If this option has been offered to you, you should understand what it means and what collateral effects it may have elsewhere in your life before you agree.

What does it mean to withhold adjudication?

A “withhold,” as it is commonly called, is not legally a conviction. Nor is it a dismissal or a “not guilty” verdict. From a legal standpoint, if you have a withhold on your record, you can honestly answer that you haven’t been convicted of a crime. In that respect, it’s a very good alternative to a conviction, especially if you’re searching for a job someday. You also don’t have to worry about losing your right to own a firearm or the right to vote.

When can a judge withhold adjudication?

Under Florida’s guidelines, the judge has to be reasonably convinced of several things:

— The defendant isn’t going to commit the same criminal act again.

— It doesn’t serve the needs of society as a whole or justice to require the defendant to suffer the legal penalty for his or her crime.

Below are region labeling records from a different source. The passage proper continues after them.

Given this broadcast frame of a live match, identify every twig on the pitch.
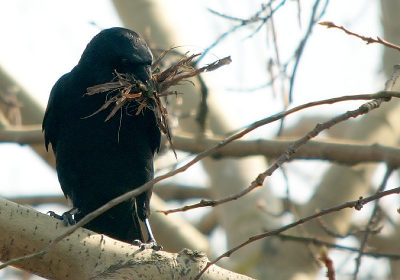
[319,21,400,51]
[353,166,394,280]
[276,233,400,260]
[318,246,336,280]
[195,187,400,280]
[162,91,396,214]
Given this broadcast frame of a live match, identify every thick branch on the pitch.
[0,198,255,280]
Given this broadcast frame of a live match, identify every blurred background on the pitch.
[0,0,400,280]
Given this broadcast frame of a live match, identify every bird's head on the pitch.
[78,27,154,89]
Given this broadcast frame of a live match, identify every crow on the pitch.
[42,27,161,249]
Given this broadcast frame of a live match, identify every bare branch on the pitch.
[319,21,400,51]
[195,187,400,279]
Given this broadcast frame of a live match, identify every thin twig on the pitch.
[353,166,394,280]
[319,21,400,51]
[195,187,400,280]
[162,91,396,214]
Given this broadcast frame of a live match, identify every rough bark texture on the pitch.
[0,198,251,280]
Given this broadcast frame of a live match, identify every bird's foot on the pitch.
[47,208,78,226]
[132,239,163,251]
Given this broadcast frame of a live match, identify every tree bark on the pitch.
[0,198,252,280]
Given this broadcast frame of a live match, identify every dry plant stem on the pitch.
[0,91,400,269]
[319,21,400,51]
[162,91,396,214]
[276,233,400,260]
[318,246,336,280]
[353,166,394,280]
[195,187,400,279]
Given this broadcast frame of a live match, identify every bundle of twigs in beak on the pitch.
[87,50,231,156]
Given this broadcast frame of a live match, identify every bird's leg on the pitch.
[47,207,79,226]
[133,218,163,251]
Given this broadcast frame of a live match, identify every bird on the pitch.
[42,27,162,249]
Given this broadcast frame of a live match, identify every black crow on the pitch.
[43,28,161,248]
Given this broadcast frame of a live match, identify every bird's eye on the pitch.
[121,58,129,65]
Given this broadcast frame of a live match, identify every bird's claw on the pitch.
[47,209,76,226]
[132,239,163,251]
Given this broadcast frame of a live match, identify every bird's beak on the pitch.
[134,66,155,96]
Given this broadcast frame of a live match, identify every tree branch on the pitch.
[0,198,252,280]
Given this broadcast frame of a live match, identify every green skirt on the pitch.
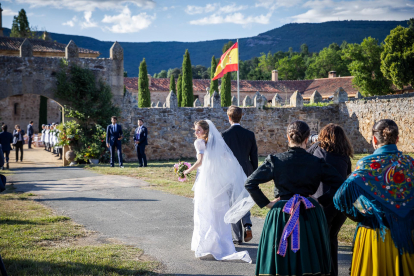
[256,198,331,276]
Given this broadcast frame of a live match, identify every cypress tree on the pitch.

— Some other sanctions make more sense — such as community-based service, random drug testing and compliance in a drug treatment program or participation in counseling.

A withhold is usually granted when it is the offender’s first offense. Withholds are often used in domestic violence cases when there was no serious harm done to the victim.

When is a withhold a potential problem?

You cannot say you’ve never been arrested or charged. It will very likely show up on any background check, which means that you may still find yourself explaining the circumstances of the withhold to a potential landlord or employer.

The other major problem is that it is, as mentioned, unique to Florida. That means that if you ever move or travel outside the state of Florida, a withhold is generally treated the same as a conviction. It may also be viewed that way by Federal agencies.